The Break-Up: Movie & DVD Review (2006)

9/03/2007 Posted by Admin

Coming together...and falling apart

(Originally published 2006)

The new comedy about falling out of love, "The Break-Up," is concerned with opposites coming together and falling apart.

Nobody should come expecting much of the former, which is hastily glossed over during the opening credits when Brooke (Jennifer Aniston) and Gary (Vince Vaughn) meet cute at a Chicago Cubs baseball game. He hustles her with hot dogs, she's smitten beyond reason, and so is born the potential for a new summer trend at the ballpark. Ladies, either beware or enjoy.

Moments later, while the credits roll, the couple is shown canoodling and kissing in a photo slideshow meant to underscore their love, which is so sweet, you'd know it was doomed even without the assistance of the film's title.

Preventing the film from being socked with too much saccharine is the falling apart part, which becomes substantial the moment their relationship implodes.

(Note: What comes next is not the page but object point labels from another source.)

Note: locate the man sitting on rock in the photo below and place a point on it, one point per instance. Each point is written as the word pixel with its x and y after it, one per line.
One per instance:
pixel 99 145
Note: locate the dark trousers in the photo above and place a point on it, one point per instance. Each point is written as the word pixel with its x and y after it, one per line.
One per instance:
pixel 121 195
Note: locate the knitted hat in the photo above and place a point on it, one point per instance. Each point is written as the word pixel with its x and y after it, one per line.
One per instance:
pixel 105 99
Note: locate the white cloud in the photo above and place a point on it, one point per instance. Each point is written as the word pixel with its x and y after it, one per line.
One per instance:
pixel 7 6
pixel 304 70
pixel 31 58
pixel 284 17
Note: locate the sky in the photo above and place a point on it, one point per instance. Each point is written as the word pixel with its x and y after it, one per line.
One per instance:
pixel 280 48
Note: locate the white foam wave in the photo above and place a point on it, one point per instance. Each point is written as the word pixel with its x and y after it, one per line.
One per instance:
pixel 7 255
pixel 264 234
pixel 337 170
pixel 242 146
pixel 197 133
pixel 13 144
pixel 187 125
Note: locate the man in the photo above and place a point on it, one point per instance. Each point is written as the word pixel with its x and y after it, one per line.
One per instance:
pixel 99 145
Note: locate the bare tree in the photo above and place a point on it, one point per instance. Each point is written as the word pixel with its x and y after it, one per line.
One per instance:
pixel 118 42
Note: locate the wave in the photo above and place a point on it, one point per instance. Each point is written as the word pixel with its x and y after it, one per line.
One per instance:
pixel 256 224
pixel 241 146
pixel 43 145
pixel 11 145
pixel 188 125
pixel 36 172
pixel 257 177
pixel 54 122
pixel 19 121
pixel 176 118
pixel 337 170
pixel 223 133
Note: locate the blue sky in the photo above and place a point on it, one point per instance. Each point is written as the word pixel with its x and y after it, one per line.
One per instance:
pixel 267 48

Brooke, an art gallery assistant, is home putting together the finishing touches for a dinner party when in strolls Gary, a bearish tour bus guide who would rather crack open a beer and watch the game than help Brooke with the incidentals. It occurs to her that this is always how they have lived their lives together--she's a doer, he's a taker. By the end of the night, they have charged through one mother of a fight, their two-year relationship is dead, though not as neatly as either would like.

Each own one half of their pricey condominium. With neither party willing to move out, the movie becomes a showdown between them, with the possibility for a second chance pinned to whether they sell their condo. After all, if they do, they've essentially sold whatever is left of their relationship.

From director Peyton Reed ("Bring it On"), "The Break-Up" is being billed as an "anti-romantic comedy," which suggests that it plans to skewer anything warm and fuzzy while slaying the typical romantic comedy cliches.

While neither is true for the movie--it's too cute and too commercial to really get down and dirty when it comes to how ugly relationships can get when the ax is thrown down ("Husband and Wives," "Who's Afraid of Virginia Woolf" and "The War of the Roses" did all of this much better)--this light, derivative take does generate more heat than some might expect. The escalation of the first fight, in particular, is impressively well-choreographed, with Aniston and Vaughn believably tearing each other down.

Cutting the drama with comedy is the film's fine supporting cast (Jon Favreau, Vincent D'Onofrio, Cole Hauser, Joey Lauren Adams, Jason Bateman, a scene-stealing John Michael Higgins and Judy Davis), all of whom are so good, they join Aniston and Vaughn in creating this summer's real mission impossible--a movie that might open well even in Namibia.